As we see, we have tested the 2 binary variables on the t-test statistics. Let’s apply the t-test to all the variables in the dataset. We see that manual AM and S may look better in terms of MPG than automatic AM and V (V-shaped engine).
Fit the full model of the data
fullModel <- lm(mpg ~ ., data = mtcars)
summary(fullModel) # knitr: results hidden
summary(fullModel)$coeff # knitr: results hidden
We have the only coefficient significant at 10% level (WT) and 0 coefficients from the entire dataset significant at 5% or lower levels in terms of the t-statistics p-values. It means, we need another model. We can use automatic model selection algorithms like stepwise or best subset in order to fulfil this task and have some estimates of the dependencies. Small sample of the original dataset (below 300 observations) prevents us from having clear Gauss-Markov assumptions for the OLS-type models. Increasing the sample size would be of significant help here. At the same time, we work with what we have and suggested methods may cope with out task here.

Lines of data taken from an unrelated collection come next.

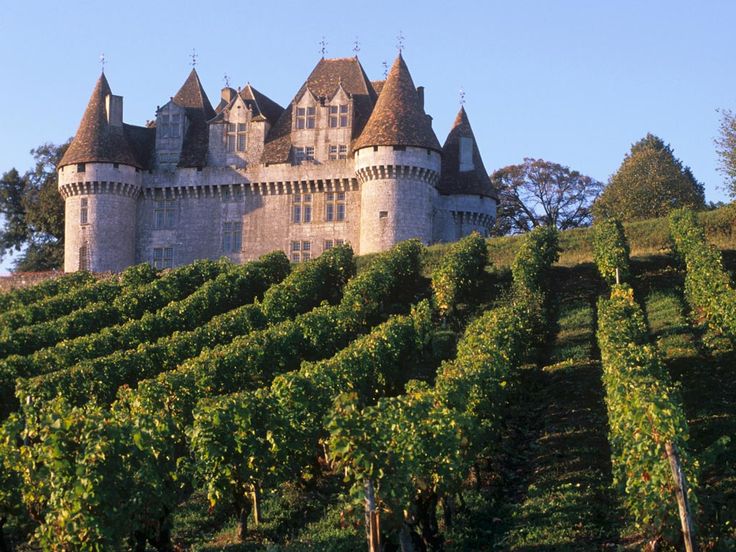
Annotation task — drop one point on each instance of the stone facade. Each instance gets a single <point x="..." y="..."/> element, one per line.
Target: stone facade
<point x="249" y="177"/>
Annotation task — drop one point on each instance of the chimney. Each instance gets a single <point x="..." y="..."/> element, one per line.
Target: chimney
<point x="420" y="93"/>
<point x="114" y="109"/>
<point x="228" y="94"/>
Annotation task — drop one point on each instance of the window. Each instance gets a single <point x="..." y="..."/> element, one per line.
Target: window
<point x="305" y="117"/>
<point x="303" y="154"/>
<point x="164" y="126"/>
<point x="163" y="257"/>
<point x="339" y="115"/>
<point x="83" y="206"/>
<point x="300" y="251"/>
<point x="232" y="237"/>
<point x="329" y="244"/>
<point x="334" y="206"/>
<point x="174" y="128"/>
<point x="302" y="208"/>
<point x="338" y="152"/>
<point x="236" y="137"/>
<point x="164" y="214"/>
<point x="84" y="257"/>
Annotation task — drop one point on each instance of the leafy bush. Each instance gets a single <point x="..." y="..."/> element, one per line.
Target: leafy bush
<point x="644" y="413"/>
<point x="611" y="250"/>
<point x="459" y="272"/>
<point x="708" y="286"/>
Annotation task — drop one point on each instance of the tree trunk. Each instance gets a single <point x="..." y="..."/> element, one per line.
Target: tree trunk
<point x="3" y="544"/>
<point x="405" y="540"/>
<point x="256" y="495"/>
<point x="681" y="494"/>
<point x="371" y="518"/>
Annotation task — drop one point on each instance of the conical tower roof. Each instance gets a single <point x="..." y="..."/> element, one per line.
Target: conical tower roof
<point x="96" y="140"/>
<point x="472" y="180"/>
<point x="192" y="97"/>
<point x="398" y="119"/>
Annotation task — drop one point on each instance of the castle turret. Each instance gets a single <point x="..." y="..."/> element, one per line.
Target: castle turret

Backward selection algorithm:
fullModel <- lm(mpg ~ ., data = mtcars)
bwFit <- step(fullModel)
summary(bwFit) # knitr: results hidden
summary(bwFit)$coeff # knitr: results hidden
We see the next outcome: Estimate Std. Error t value Pr(>|t|) (Intercept) 9.617781 6.9595930 1.381946 1.779152e-01 wt -3.916504 0.7112016 -5.506882 6.952711e-06 qsec 1.225886 0.2886696 4.246676 2.161737e-04 am-manual 2.935837 1.4109045 2.080819 4.671551e-02 Or, in a more appropriate representation:
backfit = as.data.frame(summary(bwFit)$coeff)
knitr::kable(backfit)
Estimate | Std. Error | t value | Pr(>|t|) | |
---|---|---|---|---|
(Intercept) | 33.7083239 | 2.6048862 | 12.940421 | 0.0000000 |
cyl6 | -3.0313445 | 1.4072835 | -2.154040 | 0.0406827 |
cyl8 | -2.1636753 | 2.2842517 | -0.947214 | 0.3522509 |
hp | -0.0321094 | 0.0136926 | -2.345025 | 0.0269346 |
wt | -2.4968294 | 0.8855878 | -2.819404 | 0.0090814 |
am1 | 1.8092114 | 1.3963045 | 1.295714 | 0.2064597 |
We see that manual transmission (am-manual) increases MPG, on average, by 2.93 units comparing to the automatic transmission [value is in the intercept as the basic value] (p-value < 0.01, hence, our results are statistically significant). The variable named “wt”, or Weight (in 1000 lbs or circa 1/2 tonns) has significant (p-value is below 0.01) negative correlation on MPG; each additional 1000 lbs of weight decreases the MPG, or a distance we can run on the comparable amount of fuel (gallon). The variable named “qsec” and interpreted as “1/4 mile time” in the instructions to the dataset reveals the more time we need to spend to drive a comparable distance (1/4 of the mile), the more MPG will have this car (because sppedy cars usually tend to “eat” more fuel and, hence, would have lower MPG indicator comparing to the slower cars). Or, in other terms, each additional unit of the 1/4 mile time increases the MPG indicator on about 2.93 miles per galon.
Residual Plot
As seen from the plot, the only outlier has some significance at 1 level, but has no significance on 1.96 t-distribution level, which means, the results may be interpreted as OK.
sum((abs(dfbetas(bwFit)))>1.96)
## [1] 0
sum((abs(dfbetas(bwFit)))>1.0)
## [1] 0
The results we have are as expected: manual transmission, non-V-shaped engine and slower 1/4 miles capacity speed may be an evidence of fuel-economy car for the cars produced in 1970-s (as our primary database suggests).